A thin layer of glass separates her from everyone, and the novel’s title, itself made of glass, is evolved from her notion of disconnection: the head of each mentally ill person is enclosed in a bell jar, choking on his own foul air.
“That’s one of the reasons I never wanted to get married.
The last thing I wanted was infinite security and to be the place an arrow shoots off from.
She finds it impossible to be one of the army of college girls whose education is a forced stop on the short march to marriage. The glimpse of her lying with her head in a pool of her own vomit in a hotel hallway is repellent but crucial.
The crises of identity, sexuality, and survival are grim, and often funny. Her illness is followed by a mass ptomaine poisoning at a “fashion” lunch.I wanted change and excitement and to shoot off in all directions myself, like the colored arrows from a Fourth of July rocket.” (Plath 78) Esther wanted to experience greatness for herself and not through others.
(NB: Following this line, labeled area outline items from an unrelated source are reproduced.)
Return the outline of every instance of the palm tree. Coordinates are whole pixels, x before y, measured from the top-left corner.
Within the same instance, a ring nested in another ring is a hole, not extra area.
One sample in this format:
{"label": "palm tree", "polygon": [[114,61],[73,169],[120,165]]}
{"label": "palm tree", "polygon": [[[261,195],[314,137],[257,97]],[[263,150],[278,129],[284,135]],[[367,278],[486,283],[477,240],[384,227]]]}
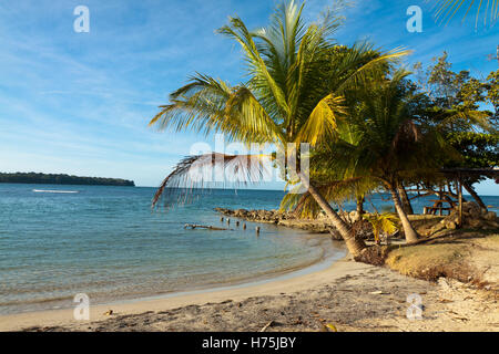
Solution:
{"label": "palm tree", "polygon": [[[253,32],[240,18],[230,18],[230,24],[218,32],[241,45],[248,81],[232,86],[196,74],[170,95],[170,104],[161,107],[150,125],[205,134],[221,132],[232,140],[281,146],[314,145],[334,134],[345,92],[360,86],[366,77],[381,75],[391,61],[406,52],[380,53],[367,43],[352,48],[337,45],[332,37],[342,18],[326,11],[318,22],[305,25],[303,8],[304,3],[299,6],[295,1],[282,3],[276,7],[269,25]],[[153,206],[165,191],[166,197],[173,190],[190,192],[190,188],[169,187],[192,186],[189,171],[193,166],[223,166],[240,176],[244,170],[243,177],[255,180],[262,176],[254,171],[263,168],[262,157],[216,154],[190,157],[165,178]],[[355,238],[349,226],[307,180],[305,171],[298,168],[297,175],[343,236],[349,251],[358,256],[364,242]],[[200,185],[203,186],[202,180],[197,180],[196,186]]]}
{"label": "palm tree", "polygon": [[406,240],[414,243],[418,233],[397,189],[404,180],[436,174],[438,157],[447,147],[435,131],[416,123],[410,97],[401,90],[407,75],[398,71],[391,80],[374,82],[360,91],[360,105],[350,110],[347,122],[357,138],[330,142],[317,150],[312,163],[318,170],[344,170],[345,180],[376,179],[390,192]]}
{"label": "palm tree", "polygon": [[478,27],[478,19],[483,11],[483,22],[487,25],[487,19],[489,23],[493,25],[499,14],[499,0],[435,0],[435,17],[437,21],[444,22],[446,19],[449,21],[461,8],[466,9],[465,18],[473,6],[477,7],[476,22]]}

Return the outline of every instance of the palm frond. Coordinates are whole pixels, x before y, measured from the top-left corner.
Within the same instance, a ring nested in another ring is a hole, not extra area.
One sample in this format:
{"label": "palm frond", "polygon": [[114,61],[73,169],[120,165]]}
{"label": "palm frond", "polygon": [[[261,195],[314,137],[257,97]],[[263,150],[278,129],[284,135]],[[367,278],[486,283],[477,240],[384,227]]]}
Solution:
{"label": "palm frond", "polygon": [[[166,207],[186,204],[196,191],[220,184],[232,186],[259,183],[269,174],[269,155],[226,155],[211,153],[182,159],[162,181],[154,195],[154,208],[161,198]],[[227,178],[228,177],[228,178]]]}
{"label": "palm frond", "polygon": [[265,143],[282,140],[279,128],[252,92],[244,85],[197,74],[171,94],[171,104],[161,107],[150,125],[176,132],[192,129],[205,135],[224,132],[227,139]]}
{"label": "palm frond", "polygon": [[465,20],[470,12],[470,10],[476,8],[476,19],[475,27],[478,27],[478,21],[480,14],[483,17],[483,25],[490,24],[491,27],[496,24],[499,15],[499,0],[432,0],[435,2],[435,18],[437,22],[446,24],[456,15],[459,10],[466,9],[462,17]]}

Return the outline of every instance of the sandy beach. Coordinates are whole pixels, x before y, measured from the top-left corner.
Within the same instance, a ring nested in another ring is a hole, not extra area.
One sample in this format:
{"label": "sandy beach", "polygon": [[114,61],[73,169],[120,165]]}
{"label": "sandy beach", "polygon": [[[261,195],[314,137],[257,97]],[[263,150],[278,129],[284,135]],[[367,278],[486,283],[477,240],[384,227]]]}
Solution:
{"label": "sandy beach", "polygon": [[[407,319],[410,294],[421,296],[421,320]],[[95,305],[90,321],[73,320],[72,310],[4,315],[0,331],[499,331],[498,300],[455,280],[343,259],[285,280]]]}

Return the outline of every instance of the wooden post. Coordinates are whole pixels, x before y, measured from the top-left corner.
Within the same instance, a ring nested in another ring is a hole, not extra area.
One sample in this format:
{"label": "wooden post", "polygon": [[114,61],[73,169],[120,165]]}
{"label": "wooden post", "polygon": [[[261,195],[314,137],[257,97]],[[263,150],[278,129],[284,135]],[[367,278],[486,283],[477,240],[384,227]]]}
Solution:
{"label": "wooden post", "polygon": [[459,228],[462,228],[462,181],[461,174],[458,174],[457,178],[457,189],[458,189],[458,201],[459,201]]}

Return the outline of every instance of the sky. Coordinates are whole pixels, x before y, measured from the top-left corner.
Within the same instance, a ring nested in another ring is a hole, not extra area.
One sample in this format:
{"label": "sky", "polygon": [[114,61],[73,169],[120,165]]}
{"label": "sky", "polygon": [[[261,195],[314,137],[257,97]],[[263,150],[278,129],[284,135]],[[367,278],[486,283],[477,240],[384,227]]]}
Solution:
{"label": "sky", "polygon": [[[194,143],[194,133],[147,126],[167,95],[195,72],[237,84],[242,54],[215,30],[240,15],[264,27],[273,0],[17,0],[0,2],[0,170],[133,179],[157,186]],[[313,21],[332,4],[308,0]],[[406,64],[449,53],[455,70],[486,76],[499,44],[499,24],[437,25],[431,0],[357,0],[345,11],[337,41],[369,40],[376,48],[413,51]],[[90,32],[75,32],[78,6],[90,11]],[[422,32],[408,32],[407,9],[422,9]],[[269,185],[271,188],[277,186]],[[268,187],[268,186],[267,186]],[[265,186],[263,186],[265,188]],[[478,191],[499,195],[492,181]]]}

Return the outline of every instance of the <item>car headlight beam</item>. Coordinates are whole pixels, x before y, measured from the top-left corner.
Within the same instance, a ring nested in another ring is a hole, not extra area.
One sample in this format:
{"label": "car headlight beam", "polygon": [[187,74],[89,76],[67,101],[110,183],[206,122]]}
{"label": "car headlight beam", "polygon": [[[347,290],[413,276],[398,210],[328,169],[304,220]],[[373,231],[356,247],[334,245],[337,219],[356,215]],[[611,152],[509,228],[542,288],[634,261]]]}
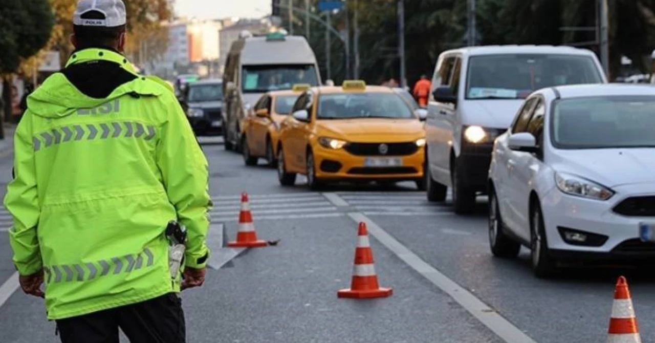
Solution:
{"label": "car headlight beam", "polygon": [[331,138],[329,137],[320,137],[318,138],[318,143],[323,146],[324,148],[328,149],[341,149],[345,146],[347,142],[345,140],[341,140],[336,138]]}
{"label": "car headlight beam", "polygon": [[555,182],[562,192],[577,197],[607,200],[614,194],[614,191],[609,188],[566,172],[555,172]]}
{"label": "car headlight beam", "polygon": [[487,132],[479,126],[470,126],[464,131],[464,138],[471,143],[479,143],[487,138]]}

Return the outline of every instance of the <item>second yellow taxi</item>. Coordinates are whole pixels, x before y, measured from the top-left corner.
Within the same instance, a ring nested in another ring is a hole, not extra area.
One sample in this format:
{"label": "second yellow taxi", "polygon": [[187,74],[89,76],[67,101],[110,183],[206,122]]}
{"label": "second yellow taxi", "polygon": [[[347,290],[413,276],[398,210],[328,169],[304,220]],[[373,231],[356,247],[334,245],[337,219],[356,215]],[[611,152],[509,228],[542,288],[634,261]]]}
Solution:
{"label": "second yellow taxi", "polygon": [[309,187],[339,181],[411,180],[425,187],[424,110],[413,111],[388,87],[346,81],[312,87],[282,121],[276,148],[278,176]]}
{"label": "second yellow taxi", "polygon": [[255,165],[264,158],[274,167],[280,137],[280,124],[309,85],[294,85],[290,91],[268,92],[255,104],[253,115],[244,119],[241,126],[241,152],[246,165]]}

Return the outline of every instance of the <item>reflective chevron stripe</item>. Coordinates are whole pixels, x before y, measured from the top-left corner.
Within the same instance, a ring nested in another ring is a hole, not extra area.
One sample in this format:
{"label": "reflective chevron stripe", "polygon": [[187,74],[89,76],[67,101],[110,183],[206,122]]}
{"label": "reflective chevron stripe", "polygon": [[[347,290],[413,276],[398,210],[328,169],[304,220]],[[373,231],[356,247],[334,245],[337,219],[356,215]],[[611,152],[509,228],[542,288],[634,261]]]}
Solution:
{"label": "reflective chevron stripe", "polygon": [[95,263],[47,266],[43,270],[46,282],[51,283],[91,280],[96,277],[107,276],[110,272],[111,275],[129,273],[152,266],[154,264],[155,255],[149,249],[146,248],[136,254],[111,257]]}
{"label": "reflective chevron stripe", "polygon": [[75,124],[39,132],[32,138],[35,151],[68,142],[136,137],[151,140],[157,136],[154,125],[135,121]]}

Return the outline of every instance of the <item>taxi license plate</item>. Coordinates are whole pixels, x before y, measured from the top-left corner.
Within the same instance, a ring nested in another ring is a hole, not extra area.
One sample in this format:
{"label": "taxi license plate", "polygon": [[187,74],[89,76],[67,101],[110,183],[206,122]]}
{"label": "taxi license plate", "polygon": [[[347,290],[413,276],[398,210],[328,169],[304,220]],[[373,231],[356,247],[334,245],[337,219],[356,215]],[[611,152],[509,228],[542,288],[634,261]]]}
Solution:
{"label": "taxi license plate", "polygon": [[655,223],[639,223],[639,238],[644,242],[655,242]]}
{"label": "taxi license plate", "polygon": [[371,158],[369,157],[364,160],[365,167],[402,167],[403,165],[402,159],[399,158]]}

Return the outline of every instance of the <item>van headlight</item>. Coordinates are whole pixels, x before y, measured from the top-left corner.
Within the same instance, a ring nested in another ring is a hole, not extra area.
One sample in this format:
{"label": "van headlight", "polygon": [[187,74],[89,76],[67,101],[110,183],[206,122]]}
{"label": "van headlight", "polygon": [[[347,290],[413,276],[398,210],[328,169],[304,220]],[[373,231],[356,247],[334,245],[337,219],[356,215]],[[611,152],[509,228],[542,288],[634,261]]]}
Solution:
{"label": "van headlight", "polygon": [[200,108],[189,108],[187,111],[187,115],[197,118],[198,117],[202,117],[204,114],[204,112]]}
{"label": "van headlight", "polygon": [[614,191],[607,187],[566,172],[555,172],[555,183],[563,193],[588,199],[607,200],[614,194]]}
{"label": "van headlight", "polygon": [[345,146],[347,142],[340,139],[331,138],[329,137],[320,137],[318,138],[318,143],[325,148],[329,149],[341,149]]}

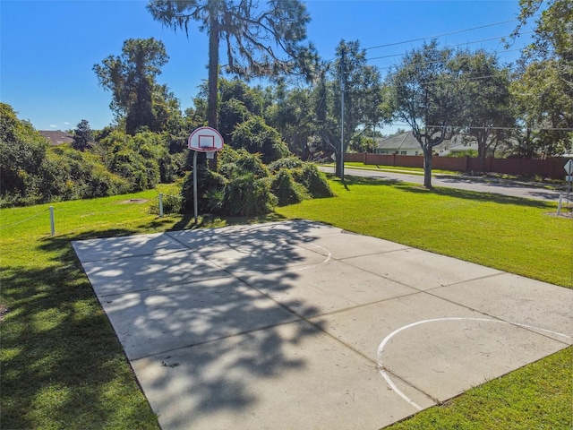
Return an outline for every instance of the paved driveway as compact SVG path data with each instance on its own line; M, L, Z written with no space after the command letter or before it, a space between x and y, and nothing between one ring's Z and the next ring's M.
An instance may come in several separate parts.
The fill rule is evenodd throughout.
M322 167L321 169L328 173L334 172L334 168L330 167ZM423 185L423 176L422 175L346 168L345 176L346 175ZM492 193L510 197L543 200L554 202L557 202L559 201L560 194L562 194L563 202L566 202L567 201L567 191L550 190L540 186L535 186L535 185L531 184L520 183L518 181L483 181L477 177L458 175L436 175L432 177L432 185L433 186L475 191L478 193ZM573 193L570 194L569 199L573 200Z
M167 429L377 429L571 345L573 290L297 220L73 243Z

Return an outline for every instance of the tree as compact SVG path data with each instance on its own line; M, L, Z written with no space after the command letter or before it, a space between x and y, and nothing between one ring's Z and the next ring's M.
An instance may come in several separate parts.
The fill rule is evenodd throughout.
M559 155L573 139L573 4L522 0L520 5L514 37L542 5L545 9L536 22L533 43L523 53L522 75L512 88L526 128L519 137L531 146L527 136L535 135L538 153Z
M110 108L125 117L125 131L135 134L147 127L157 131L153 111L153 92L163 90L156 76L169 57L162 42L150 39L130 39L124 42L121 56L109 56L93 70L99 84L112 92Z
M316 128L311 91L307 88L287 89L279 82L269 92L272 104L265 112L267 123L280 133L291 152L307 159L309 138Z
M453 134L462 119L459 82L449 68L453 53L432 40L404 56L386 79L384 111L405 121L423 152L423 186L432 188L432 149Z
M477 142L481 170L484 171L488 150L506 139L508 128L516 125L509 70L484 50L458 51L448 66L461 82L459 96L465 100L462 122L458 125L463 127L466 138Z
M344 85L344 142L346 151L355 136L358 125L375 125L381 119L379 106L381 103L381 76L378 69L366 64L366 51L360 48L360 42L341 40L337 47L337 60L332 67L334 78L334 109L340 130L341 101ZM338 115L336 114L338 113ZM339 133L339 132L338 132ZM338 140L339 142L339 140ZM338 145L340 148L340 145ZM337 148L337 149L338 149ZM337 174L342 175L342 157L338 151Z
M299 0L152 0L153 18L188 34L192 21L209 33L208 125L218 128L219 44L227 45L227 71L244 78L300 73L311 76L316 61L306 39L310 17Z
M0 196L18 201L38 190L37 176L45 161L47 140L12 106L0 103Z
M74 150L85 150L91 147L93 142L93 132L91 131L91 127L90 127L90 123L87 119L82 119L78 123L76 129L73 131L72 147Z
We apologize for any inconvenience, and thank you for your visiting.Torn between conflicting roles—the sweetheart--mother and “the life of the poet,” neither very real to her—Esther finds life itself inimical.Afraid of distorting the person she is yet to become, she becomes the ultimate distortion—nothing.Convention may contribute to Esther’s insanity, but she never loses her awareness of the irrationality of convention.Moved to Belsize, a part of the mental hospital reserved for patients about to go back to the world, she makes the connection explicit: Terms like “mad” and “sane” grow increasingly inadequate as the action develops.The casualness with which physical suffering is treated suggests that Esther is cut off from the instinct for sympathy right from the beginning—for herself as well as for others.Though she is enormously aware of the impingements of sensation, her sensations remain impingements.story of a poet who tries to end her life written by a poet who did, Sylvia Plath’s “The Bell Jar” (Harper & Row) was first published under a pseudonym in England in 1963, one month before she committed suicide.We have had to wait almost a decade for its publication in the United States, but it was reissued in England in 1966 under its author’s real name.